Da mein Hauptaugenmerk auf der historischen Darstellung liegt, werde ich die Literatur zu den sozialen und wirtschaftlichen Strukturen nur knapp und exemplarisch skizzieren. Wirtschafts- und sozialgeschichtliche Ansätze finden sich beispielsweise bei BESCH und BOCKENHEIMER, die dementsprechend teils mit quantifizierenden Methoden arbeiten, wirtschaftliche Bilanzen und Statistiken aufführen.[26]

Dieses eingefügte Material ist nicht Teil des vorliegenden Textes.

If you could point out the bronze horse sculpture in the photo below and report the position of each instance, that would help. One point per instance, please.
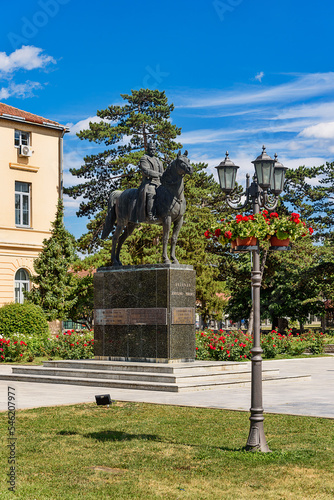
(170, 206)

Sehr umfangreich ist die erziehungswissenschaftliche Literatur zu den Kibbutzim. Im Zuge der Wiederbelebung der Reformpädagogik Ende der 60er Jahre des vorigen Jahrhunderts wuchs in der Pädagogik das Interesse an alternativen Erziehungskonzepten, was zu einer Fokussierung des Konzeptes der Kollektiverziehung in Kibbutzim führte. [27] Zentrale Themen dieser Arbeiten sind etwa die Auflösung familiärer Strukturen, die Entwicklung des kindlichen Individuums im Rahmen kollektiver Erziehung und die Veränderung der weiblichen Geschlechterrolle durch die Veränderungen in der Mutter-Kind-Beziehung. Bei MELZER, der auch den pädagogischen Autoren zugerechnet werden kann, steht das pädagogische Konzept der Kibbutz-Erziehung in einem direkten Zusammenhang mit ideologischen Vorbildern und Utopien, die auf die Gründergeneration in Ost und Westeuropa eingewirkt hatten.

3. Ideengeschichtliche Wurzeln der Kibbuzbewegung

3.1. Ideen der osteuropäischen Juden

Da die ersten Kibbutzim von Siedlern aus Osteuropa gegründet wurden und hier zionistisches und sozialistisches Gedankengut zunächst weiter verbreitet war als im westlichen Galuth, bietet es sich an zuerst die Situation der osteuropäischen Juden und ihre ideengeschichtliche Entwicklung hin zur Kibbutzidee in den Blick zu nehmen. Die meisten Juden in Osteuropa, damit ist vor allem Russland und Galizien gemeint, hatten im 19. und beginnenden 20. Jahrhundert einen schweren gesellschaftlichen Stand. Antisemitismus war weit verbreitet. Die Juden lebten hier weniger assimiliert als ihre Glaubensbrüder und Schwestern im Westen und wurden von großen Teilen der Bevölkerung als gesellschaftlicher Fremdkörper empfunden.[28] Unter Zar Alexander III. entluden sich die antisemitischen Ressentiments seit den 80er Jahren des 19. Jahrhunderts in äußerst brutalen und gewaltsamen Pogromen, die die ersten Alijot auslösten.[29] Zwar gab es auch in Osteuropa parallel zum Westen eine jüdische Minderheit, die im Handel und Bankwesen zu Wohlstand gelangt war, aber das Gros der osteuropäischen Juden lebte in bescheidenen, wenn nicht gar ärmlichen wirtschaftlichen Verhältnissen.[30]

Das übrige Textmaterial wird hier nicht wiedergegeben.